En una esquina, de nuevo, aparecen los antillanos, que ahora hablan más fuerte, con sus consonantes afrancesadas.

—Si se animan, pa—carga de nuevo el administrador—, las habitaciones están atrás. Cuadran el precio con la muchacha y pueden pagar con tarjeta.

Y en esas aparece una muchacha que dice tener 20 años; ojos achinados, uñas acrílicas larguísimas.

—¿Quieres conmigo, mor?

Un rato después, haciendo esfuerzo para hacerse escuchar sobre la música, dice que la vida es muy linda.

—Yo no te había visto bien la cara, estás muy lindo. ¿Aburrido, lo dejó la novia? ¿Eres virgen?

La mirada comienza a nublarse en la madrugada. Otra vez afuera, la brisa es más fría y el silencio ha ido ganando terreno. Hay que caminar con cuidado, sin dar demasiados tumbos, para no parecer muy borracho, y que la rumba siga, que la rumba siga, que la rumba siga, pa.
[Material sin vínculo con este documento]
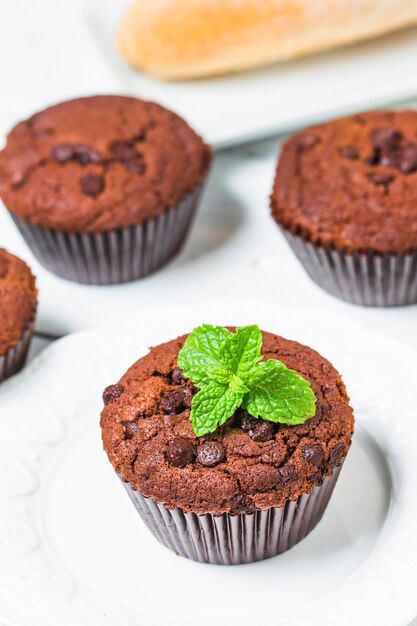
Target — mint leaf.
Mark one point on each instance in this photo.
(242, 350)
(200, 356)
(279, 394)
(228, 369)
(212, 406)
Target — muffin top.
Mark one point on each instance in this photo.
(247, 463)
(100, 163)
(352, 183)
(17, 299)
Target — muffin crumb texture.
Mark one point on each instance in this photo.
(99, 163)
(352, 183)
(248, 463)
(17, 299)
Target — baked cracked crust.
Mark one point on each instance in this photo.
(100, 163)
(246, 464)
(351, 183)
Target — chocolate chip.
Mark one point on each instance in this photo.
(130, 429)
(211, 453)
(305, 142)
(383, 138)
(349, 153)
(188, 397)
(172, 402)
(336, 454)
(136, 165)
(258, 429)
(262, 431)
(372, 159)
(288, 474)
(85, 154)
(380, 178)
(62, 152)
(390, 158)
(92, 184)
(122, 151)
(408, 163)
(313, 453)
(245, 421)
(242, 504)
(181, 452)
(177, 377)
(112, 392)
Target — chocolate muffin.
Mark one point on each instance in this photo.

Nota aclaratoria: La información sobre la frecuencia de los presuntos casos de escopolamina la reveló un agente de Policía encargado de la seguridad en la 70. Así se lo expresó a este medio. También se verificó sobre los presunto casos, pues todavía no hay un dictamen toxicológico, con los testimonios de los vecinos de la zona. Muchos se quedan sin denunciar.